Hotaling v. Csx Transportation

Decision Date25 March 2004
Docket Number94356.
CitationHotaling v. Csx Transportation, 5 AD3d 964, 773 NYS2d 755, 2004 NY Slip Op 2251 (N.Y. App. Div. 2004)
PartiesBRIAN P. HOTALING, Respondent, v. CSX TRANSPORTATION, Appellant.
CourtNew York Supreme Court — Appellate Division

Kane, J.

Plaintiff was employed as a conductor in defendant's train yard. On March 20, 2001, plaintiff and an engineer were assigned to move an engine through the train yard. It is common for several trains to move simultaneously on parallel tracks, and plaintiff was aware that another engine pushing three cars was traveling on a track parallel to his train. Plaintiff rode his train with both feet on the bottom step of a ladder located on the side of the front of the engine, with both shoulders parallel to the ladder, looking in the direction that his train was moving. He rode in this manner so that as his engine approached a manual switch, he could safely stop the engine, disembark, throw the manual switch, then remount. According to Barbara Fosmire, defendant's yard master and plaintiff's immediate supervisor, plaintiff was performing his duties in the manner required by defendant and was positioned on the engine in the proper location.

To control and coordinate the movement of the trains, a tower conductor uses a control panel in the tower to electronically line and lock all train routes in the yard. Once a route is locked, it cannot be changed unless it is unlocked by the tower conductor, who has full control over the routes and movements of trains in the area controlled by electronic switches. After a route is lined and locked, the tower conductor gives the ground crew riding the train permission to move their train. The ground crew is not informed of each switch the train will pass through, nor does the crew choose its route. They are only informed of its destination. The tower conductor's grant of permission to move is relied upon as proof that the route is safely and properly lined and locked.
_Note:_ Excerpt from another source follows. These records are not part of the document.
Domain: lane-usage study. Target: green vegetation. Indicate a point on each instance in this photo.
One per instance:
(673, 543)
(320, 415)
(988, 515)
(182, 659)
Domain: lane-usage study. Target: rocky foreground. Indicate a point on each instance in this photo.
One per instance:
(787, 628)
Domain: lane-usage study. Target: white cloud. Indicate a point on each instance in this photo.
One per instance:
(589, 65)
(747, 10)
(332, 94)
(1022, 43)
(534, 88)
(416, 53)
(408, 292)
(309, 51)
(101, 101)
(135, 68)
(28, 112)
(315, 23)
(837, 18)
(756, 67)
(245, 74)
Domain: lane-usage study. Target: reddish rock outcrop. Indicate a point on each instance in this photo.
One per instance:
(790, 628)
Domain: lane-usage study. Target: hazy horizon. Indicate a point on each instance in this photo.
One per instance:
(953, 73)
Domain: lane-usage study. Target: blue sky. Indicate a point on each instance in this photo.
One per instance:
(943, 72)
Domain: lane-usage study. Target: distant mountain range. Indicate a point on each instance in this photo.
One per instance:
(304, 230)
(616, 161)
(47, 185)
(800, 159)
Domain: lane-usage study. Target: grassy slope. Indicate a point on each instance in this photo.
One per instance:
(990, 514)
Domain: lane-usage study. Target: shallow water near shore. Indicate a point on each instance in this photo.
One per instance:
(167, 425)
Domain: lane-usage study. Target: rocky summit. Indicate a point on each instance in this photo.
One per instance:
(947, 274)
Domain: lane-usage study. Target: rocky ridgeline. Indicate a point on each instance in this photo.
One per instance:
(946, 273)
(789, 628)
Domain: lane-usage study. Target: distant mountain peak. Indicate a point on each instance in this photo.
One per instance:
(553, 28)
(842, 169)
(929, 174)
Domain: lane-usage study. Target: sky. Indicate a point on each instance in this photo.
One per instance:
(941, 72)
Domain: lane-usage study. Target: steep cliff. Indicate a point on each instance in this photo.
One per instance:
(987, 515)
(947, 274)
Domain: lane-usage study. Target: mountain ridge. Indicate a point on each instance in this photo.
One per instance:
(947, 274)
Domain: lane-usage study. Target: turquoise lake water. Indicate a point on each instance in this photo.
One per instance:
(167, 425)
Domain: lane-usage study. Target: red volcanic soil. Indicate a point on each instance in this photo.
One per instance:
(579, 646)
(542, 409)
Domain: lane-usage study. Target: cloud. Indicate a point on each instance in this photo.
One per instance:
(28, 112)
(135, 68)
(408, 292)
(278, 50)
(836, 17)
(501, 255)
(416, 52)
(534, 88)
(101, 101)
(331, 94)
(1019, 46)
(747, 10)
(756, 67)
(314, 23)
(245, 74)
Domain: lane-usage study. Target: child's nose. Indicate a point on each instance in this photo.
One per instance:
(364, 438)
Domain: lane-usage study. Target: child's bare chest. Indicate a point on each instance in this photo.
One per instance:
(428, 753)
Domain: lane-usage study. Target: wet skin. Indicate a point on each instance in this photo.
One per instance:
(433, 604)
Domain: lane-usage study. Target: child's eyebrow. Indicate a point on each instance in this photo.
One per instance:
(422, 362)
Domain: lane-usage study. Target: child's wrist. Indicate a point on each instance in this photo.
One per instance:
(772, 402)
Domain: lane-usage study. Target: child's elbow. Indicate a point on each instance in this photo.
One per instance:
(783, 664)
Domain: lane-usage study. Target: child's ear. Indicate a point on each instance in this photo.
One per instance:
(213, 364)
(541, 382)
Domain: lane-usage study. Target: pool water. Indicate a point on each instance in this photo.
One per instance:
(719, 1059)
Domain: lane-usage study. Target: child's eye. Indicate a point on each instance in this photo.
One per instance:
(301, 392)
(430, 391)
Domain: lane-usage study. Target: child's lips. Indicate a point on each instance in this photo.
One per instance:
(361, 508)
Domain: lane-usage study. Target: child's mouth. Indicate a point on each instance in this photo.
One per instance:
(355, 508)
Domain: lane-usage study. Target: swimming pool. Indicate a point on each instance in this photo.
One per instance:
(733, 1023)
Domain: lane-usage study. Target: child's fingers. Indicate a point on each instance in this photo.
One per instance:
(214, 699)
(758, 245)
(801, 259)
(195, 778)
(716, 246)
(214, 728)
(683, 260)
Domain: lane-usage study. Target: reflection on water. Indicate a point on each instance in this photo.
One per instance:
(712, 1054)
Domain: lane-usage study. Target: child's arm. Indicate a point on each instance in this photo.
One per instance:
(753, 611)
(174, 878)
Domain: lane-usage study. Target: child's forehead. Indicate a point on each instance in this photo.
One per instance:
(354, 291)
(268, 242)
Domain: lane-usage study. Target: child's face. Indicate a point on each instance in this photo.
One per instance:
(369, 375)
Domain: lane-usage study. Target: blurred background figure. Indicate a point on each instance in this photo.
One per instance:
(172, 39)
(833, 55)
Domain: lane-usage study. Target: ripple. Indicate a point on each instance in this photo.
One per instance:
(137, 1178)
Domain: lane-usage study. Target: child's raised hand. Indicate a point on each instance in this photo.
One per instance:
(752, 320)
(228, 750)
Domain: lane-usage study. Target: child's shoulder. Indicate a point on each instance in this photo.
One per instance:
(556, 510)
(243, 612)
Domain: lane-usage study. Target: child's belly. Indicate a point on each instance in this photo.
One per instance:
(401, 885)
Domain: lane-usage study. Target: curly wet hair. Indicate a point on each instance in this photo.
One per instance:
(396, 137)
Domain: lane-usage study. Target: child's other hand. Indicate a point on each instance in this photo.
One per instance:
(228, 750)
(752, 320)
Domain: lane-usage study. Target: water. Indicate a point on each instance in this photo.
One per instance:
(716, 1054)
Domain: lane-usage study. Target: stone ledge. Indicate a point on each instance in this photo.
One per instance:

When plaintiff's engine reached one of the electronic switches, plaintiff noticed that the engine pushing three cars was headed for the same switch at the same time. Apparently, defendant's tower conductor had routed both trains into the same switch simultaneously. Plaintiff became aware of this impending collision only seconds before impact. He attempted to scramble up the ladder out of harm's way, but, unfortunately, could not do so in time. The other train caught plaintiff's leg and pulled him down into the core of the accident. Plaintiff's "left leg was virtually blown open from about the middle of his thigh down to his calf and he had no kneecap . . . [a]nd his right foot was pinned between the engine and the car that had hit him." Two emergency response teams arrived to assist in extracting plaintiff from the wreckage and treating his injuries. When rescuers attempted to free plaintiff's right foot by cutting the engine's grab iron with a torch, pieces of metal were scattered into his open wounds. In addition, the torch caught plaintiff's pants on fire and Fosmire had to throw snow on him to extinguish the flames. A crane was utilized to lift the car that collided with plaintiff's engine. That effort was halted when the car began slipping and plaintiff screamed that the shifting movement was "ripping his leg off." After an unsuccessful attempt to separate the car and engine with an airbag system, a hydraulic spreading tool was used to pry the trains apart and free plaintiff. Throughout the 1½ hours that it took to extricate plaintiff from the train wreck, plaintiff never lost consciousness and continuously screamed in agony, expressing fear that he was going to die. He was airlifted by helicopter to Albany Medical Center, where he remained for nearly two months.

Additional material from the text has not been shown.